# Data Retrieval

OneTick is a time series database meaning that each record has a timestamp and timestamps of consecutive records are non-decreasing. Multiple time series are stored in OneTick. An individual time series is identified by the symbol (aka ticker, financial instrument, security), tick type (i.e., the type of data such as trades or quotes), and the name of the database where the time series is stored.

In [None]:
import onetick.py as otp

s = otp.dt(2024, 2, 1, 9, 30)
e = otp.dt(2024, 2, 1, 9, 30, 1)

# we can retrieve the list of databases available on the server
# (note that not all databases may be readable by your user,
#  but the _SAMPLE databases should be)
dbs = otp.databases()
list(db for db in dbs if db.endswith('_SAMPLE'))

In [None]:
# the list of dates with data for the db
dbs['US_COMP_SAMPLE'].dates()[-5:]

In [None]:
# or just the last day with data
dbs['US_COMP_SAMPLE'].last_date

In [None]:
# and the list of tick types
dbs['US_COMP_SAMPLE'].tick_types()

OneTick Cloud Standard Tables:
| Table    | Description
---------- | -----------
| DAY      | End of Day Record typically covering Closing Price plus Open Interest for Derivatives Markets
| IND      | Indicative Prices occurring during Auction phases
| QTE      | Quote Events
| STAT     | Static Reference Data for the Instrument
| TRD      | Trade Events
| NBBO     | National Best Bid & Offer Quotes
| PRL      | Book Depth - Market By Level
| PRL_FULL | Book Depth - Market by Order
| MKTCAL   | Market Holiday & Trading Hours
| TRD_1M   | 1 Minute Trade Bar
| QTE_1M   | 1 Minute Quote Bar

We can now retrieve symbols traded in a given time range. (In many financial markets, there are properties that remain constant throughout the trading day. Examples include the name of a financial instrument and the set of instruments traded).

In [None]:
symbols = otp.Symbols('US_COMP_SAMPLE')
otp.run(symbols, start=otp.dt(2024, 2, 1), end=otp.dt(2024, 2, 2))
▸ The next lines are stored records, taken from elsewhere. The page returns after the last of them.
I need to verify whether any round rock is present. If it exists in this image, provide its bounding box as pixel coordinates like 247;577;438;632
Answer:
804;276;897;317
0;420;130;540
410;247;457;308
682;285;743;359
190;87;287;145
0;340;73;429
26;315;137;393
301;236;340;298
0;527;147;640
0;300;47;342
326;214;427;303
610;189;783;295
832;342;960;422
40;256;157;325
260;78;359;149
We used the {func}`otp.run <onetick.py.run>` method above,
which executed a query that retrieved the list of symbols. 

The start and end timestamps were specified with `onetick-py`'s datetime class
{class}`otp.dt <onetick.py.datetime>`.

Now that we have database names, tick types, and symbols, we are ready to query a time series.

In [None]:
q = otp.DataSource('US_COMP_SAMPLE', tick_type='TRD')
otp.run(q, start=s, end=e, symbols=['AAPL'])

Note that we specified the start and end of the time series to retrieve the corresponding interval.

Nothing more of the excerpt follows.